A man with a plan

Wallace considers retirement, reflects on past

Rusty Wallace is talking about retiring, and as much as he loves racing, why wouldn’t he?

At 47, he has health, a family of which he’s proud, and RWI, Rusty Wallace, Inc.

He has raced 20 years in the Cup series and 20 times has finished in the top 20 and 16 times has finished in the top 10. He won a points championship, engaged in legendary duels with his old buddy, the late Dale Earnhardt, and won last month in Martinsville, Va.

Although the Cup victory was his 55th, it was his first since 2001 and, based on his reaction, it was one of the sweetest.

His youngest child, 16-year-old Stephen, already has flashed talent as a race-car driver. And Wallace owns the new Busch team for which Billy “Catfish” Parker drives. Wallace can envision Parker, 27, taking his Nextel Cup ride when he walks away.

The new trend for race team owners is to recruit young drivers to become the next Jeff Gordon, the next instant star. Wallace didn’t want a kid.

He wanted a driver who reminded him of him, a driver who had built cars and chassis and been broke and paid dues and maybe had a little fun along the way.

“I guarantee I’m going to race two more years at least,” Wallace says. “I’m not guaranteeing anything after that.”

“It’s the three-year plan,” Stephen says. “He’s been on the three-year plan for 10 years, honest.”

Here’s how much Wallace’s life has changed because of racing: Now, he goes to work in a sleek Bell Ranger helicopter. He gets out of the ‘copter, for which he is a spokesman, walks to his Mooresville, N.C., office, sits behind a long desk and glances at the large computer screen on his right as he accepts a cup of coffee from a smiling employee.

In the corner of the office is a new driver sent to him by Calloway, the golf company for which he is a spokesman. On a wall is a picture of one of his four auto dealerships.

Wallace used to be a driver. Now he’s a brand.

“Now it’s fun,” he says. “But not nearly as much fun now as then.”

Here’s then: Wallace used to go to work in a one-ton bread truck with a whole lot of miles on it when he bought it for $2,000.

He and his buddies built a plywood wall in the back. They went to a furniture store, bought a sofa and stuck it behind the wall. Above the sofa they built a platform on which one of them could sleep.

They added new tires and chrome wheels, covered the truck with bright red paint and added big white letters on the side that said, Rusty Wallace Racing No.66.

On the front was a tire rack. Hanging from the back was Wallace’s race car, the very fast 66 Camaro. Wallace was thrilled to paint 66 on the Dodge Parker drives.

Wallace and his cronies would throw open the doors, crank up the engine and the stereo, and drive from their home in St. Louis to Pensacola, Fla.; Fort Wayne, Ind.; Mobile, Ala.; Ontario, Calif., or anywhere else they could run fast and make money.

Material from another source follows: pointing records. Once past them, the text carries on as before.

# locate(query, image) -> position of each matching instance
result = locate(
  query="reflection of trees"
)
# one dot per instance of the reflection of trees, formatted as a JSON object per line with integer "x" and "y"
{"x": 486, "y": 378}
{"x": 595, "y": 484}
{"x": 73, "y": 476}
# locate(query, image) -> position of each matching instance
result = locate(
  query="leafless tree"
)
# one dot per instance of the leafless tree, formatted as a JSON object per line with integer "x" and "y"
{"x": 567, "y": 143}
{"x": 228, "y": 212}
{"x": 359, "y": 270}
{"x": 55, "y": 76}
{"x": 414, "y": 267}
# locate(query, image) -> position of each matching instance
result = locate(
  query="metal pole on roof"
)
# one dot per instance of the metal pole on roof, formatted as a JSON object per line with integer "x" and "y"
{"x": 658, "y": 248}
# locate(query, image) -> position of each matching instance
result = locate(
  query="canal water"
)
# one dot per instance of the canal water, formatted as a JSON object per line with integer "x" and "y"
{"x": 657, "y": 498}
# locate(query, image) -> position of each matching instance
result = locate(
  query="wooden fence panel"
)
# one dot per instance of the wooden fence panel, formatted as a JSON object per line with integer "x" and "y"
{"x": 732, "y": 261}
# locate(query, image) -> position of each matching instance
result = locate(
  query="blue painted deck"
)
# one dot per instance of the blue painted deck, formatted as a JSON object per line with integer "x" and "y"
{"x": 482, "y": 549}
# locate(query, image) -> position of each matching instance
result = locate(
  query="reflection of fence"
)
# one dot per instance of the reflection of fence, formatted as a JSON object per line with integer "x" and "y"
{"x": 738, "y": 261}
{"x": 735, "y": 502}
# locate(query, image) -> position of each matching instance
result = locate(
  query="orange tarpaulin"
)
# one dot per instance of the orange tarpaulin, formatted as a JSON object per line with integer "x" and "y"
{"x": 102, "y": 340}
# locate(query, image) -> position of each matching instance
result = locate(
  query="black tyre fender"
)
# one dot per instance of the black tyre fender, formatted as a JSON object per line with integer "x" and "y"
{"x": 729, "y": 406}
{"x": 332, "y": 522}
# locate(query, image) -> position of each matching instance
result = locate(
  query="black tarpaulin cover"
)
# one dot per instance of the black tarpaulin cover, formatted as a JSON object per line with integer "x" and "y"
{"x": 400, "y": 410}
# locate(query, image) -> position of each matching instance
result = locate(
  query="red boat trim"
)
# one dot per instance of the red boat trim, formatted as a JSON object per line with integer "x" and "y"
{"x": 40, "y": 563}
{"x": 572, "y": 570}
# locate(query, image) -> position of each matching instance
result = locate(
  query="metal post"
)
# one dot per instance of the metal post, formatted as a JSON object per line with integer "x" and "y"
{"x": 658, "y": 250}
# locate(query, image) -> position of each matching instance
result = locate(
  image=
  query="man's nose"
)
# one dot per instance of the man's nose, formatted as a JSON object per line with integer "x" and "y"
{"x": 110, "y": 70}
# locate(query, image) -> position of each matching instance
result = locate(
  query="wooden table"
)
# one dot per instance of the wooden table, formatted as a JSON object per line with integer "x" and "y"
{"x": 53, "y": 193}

There was no bank account. There was a wallet. They kept it in a corner beneath the platform. When they needed money, one of them would grab The Wallet.

Wallace was so excited when he finally received his first credit card from American Express. And he was so hurt when, at the Sheraton in Jackson, Mich., where he had planned to rent one room for four of them, he saw a screen flash, “Take Card. Keep.” And the man behind the desk did.

“I didn’t pay my bills,” Wallace says.

So why were those pre-helicopter days so good?

Says Wallace: “We’d bounce across the front straightaway and unload that short track car of ours and go out and win. And all the money I won, I’d spend on beer and hamburgers and cheeseburgers.”

The bread truck blew an engine on I-55 en route from St. Louis to Pensacola. Wallace coasted down the exit ramp into a gas station at 2 a.m.

They found a junkyard with a used engine and bought it for $100 and put it in themselves. They won the race in Pensacola and, on the way back to St. Louis, blew another engine.

“Everybody remembers those days,” says Wallace, wistfully.

Wallace’s first race was in Valley Park, Mo., in 1973. Ten years later he won the American Speed Assn. championship. His reward was $10,000 — $8,000 went toward racing bills. A second reward — Cliff Stewart invited him to come to Charlotte, N.C., to run Winston Cup races.

“I think Patti (Wallace’s wife) and I had $3,000 to our name,” Wallace says. “We came in an old Ford Econoline van. First year I went to work they paid me $40,000 and, oh my God, I thought I was a millionaire.”

What happened to the bread truck?

“Honestly, I think the earth took the bread truck,” says Wallace. “It just wore out.”